Mr Cooke was one of the other employees who had contracted bladder cancer.

10. So the judge examined precisely the position of the defendants, the difficulties they faced, and the effect of the delay. He took into account that the defendants were aware of the claim and had had the opportunity of investigating it. There is nothing I can see in his judgment suggesting that he forgot about that when it came to the critical part of his judgment which is, as is common ground, contained in paragraph 44. This is what he said:

"I turn then to all the circumstances of the case. In this context there is, as I see it, an important further factor and that is Mr Smith [ie the third employee]. One has only to look at Mr Clark's third report to see that the focus of the claim has shifted. Consideration of documents and the recollection of witnesses have ceased to become so central. The claimant's claim is now much stronger because he can advance it by reference to the medical evidence about the cluster. If the case proceeds the defendant will still be entitled, if it so wishes, to seek to challenge the conclusion derived from the medical evidence. Whether it will actually choose to do so, given the comments which Mr Garland made back in 1991, is another matter; but the fact remains that it is open to the defendant to obtain its own medical evidence."

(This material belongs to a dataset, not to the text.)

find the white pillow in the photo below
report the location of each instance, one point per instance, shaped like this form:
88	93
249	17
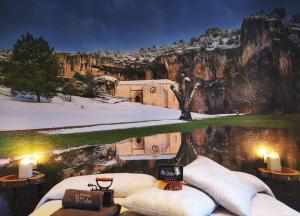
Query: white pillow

11. When permission to appeal was given in this case it was given on the basis that there was a point involving the fact that the third employee, Mr Smith, was suing and his claim was not statute-barred. That point, the basis upon which permission to appeal was given, has not been pursued by Mr John Williams, who conducted this appeal attractively and persuasively. His point is a different point. He says the judge fell into error in paragraph 44 because part of his defence remains central; particularly that part of the defence which relates to precautions that were taken at the defendant's premises in the late 1970s and early 1980s - precautions as to what clothing was provided, if there were hazardous chemicals and what instructions were given to the employers.

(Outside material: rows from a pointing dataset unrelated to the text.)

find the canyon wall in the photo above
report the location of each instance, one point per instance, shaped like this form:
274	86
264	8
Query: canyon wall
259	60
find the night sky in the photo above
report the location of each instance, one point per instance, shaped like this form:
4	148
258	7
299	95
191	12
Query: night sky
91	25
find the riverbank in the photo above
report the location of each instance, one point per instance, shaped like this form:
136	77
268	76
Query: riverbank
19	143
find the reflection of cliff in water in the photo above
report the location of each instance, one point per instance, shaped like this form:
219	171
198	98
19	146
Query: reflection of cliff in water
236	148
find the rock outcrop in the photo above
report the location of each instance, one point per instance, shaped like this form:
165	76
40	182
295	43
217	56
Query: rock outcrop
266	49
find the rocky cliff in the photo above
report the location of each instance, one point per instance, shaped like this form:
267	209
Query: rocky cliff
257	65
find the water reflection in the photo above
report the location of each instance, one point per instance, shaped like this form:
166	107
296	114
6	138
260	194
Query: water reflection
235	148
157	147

12. His difficulty, so far as I can see it, is that there is no indication that there was any major change in the position in the four and a half year period of delay. That alone would not make any difference to the case but for the fact that the claimant's position has changed. One has to look at the global position. The global position has changed in the four and a half years by the provision of Mr Clark's third report based upon the knowledge of Mr Smith's bladder cancer.

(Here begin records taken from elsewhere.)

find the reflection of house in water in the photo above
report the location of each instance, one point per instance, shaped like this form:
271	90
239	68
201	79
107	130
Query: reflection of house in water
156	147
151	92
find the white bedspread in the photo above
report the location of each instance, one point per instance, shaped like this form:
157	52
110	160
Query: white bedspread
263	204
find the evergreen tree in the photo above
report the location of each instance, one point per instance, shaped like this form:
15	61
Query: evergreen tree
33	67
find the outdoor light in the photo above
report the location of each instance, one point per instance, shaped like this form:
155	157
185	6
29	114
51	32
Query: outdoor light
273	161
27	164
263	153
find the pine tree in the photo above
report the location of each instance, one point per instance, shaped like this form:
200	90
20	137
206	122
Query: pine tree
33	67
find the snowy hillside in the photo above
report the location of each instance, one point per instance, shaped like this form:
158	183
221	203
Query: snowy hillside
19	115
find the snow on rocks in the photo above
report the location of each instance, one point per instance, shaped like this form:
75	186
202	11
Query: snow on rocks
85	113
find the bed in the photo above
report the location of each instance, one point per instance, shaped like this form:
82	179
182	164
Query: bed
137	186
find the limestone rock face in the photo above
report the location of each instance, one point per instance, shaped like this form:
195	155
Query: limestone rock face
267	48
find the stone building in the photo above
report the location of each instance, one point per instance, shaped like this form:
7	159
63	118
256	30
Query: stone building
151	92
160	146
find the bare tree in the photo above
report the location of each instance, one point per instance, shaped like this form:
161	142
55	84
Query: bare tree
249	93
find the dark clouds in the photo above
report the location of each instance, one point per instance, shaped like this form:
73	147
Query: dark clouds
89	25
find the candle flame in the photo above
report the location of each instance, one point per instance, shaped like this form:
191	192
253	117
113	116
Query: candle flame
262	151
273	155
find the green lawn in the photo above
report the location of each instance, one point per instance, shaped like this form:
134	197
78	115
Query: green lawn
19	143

13. The judge was plainly worried about this case. He described the scales as being finely balanced. What he said was: "It is the Smith factor which tips the balance". That seem to me to be exactly the kind of decision entrusted to a judge exercising a discretion under section 33(3). It cannot be said that it was in any way unreasonable, or that he was taking into account matters which he should not have taken into account, or any of the other usual grounds for interfering with the exercise of the judge's discretion exist.

14. I can see no ground for interfering with this exercise of discretion and would dismiss this appeal.

15. LORD JUSTICE SEDLEY: I agree. I would wish only to add my own appreciation of Mr Williams' competent and well-directed argument, and my respectful tribute to the quality of the judgment against which it was directed.

16. LORD JUSTICE SCHIEMANN: I agree with both judgments.

(Appeal dismissed; Respondents costs assessed in the sum of

£8,585.14).

Fletcher v Containerbase (Manchester) Ltd.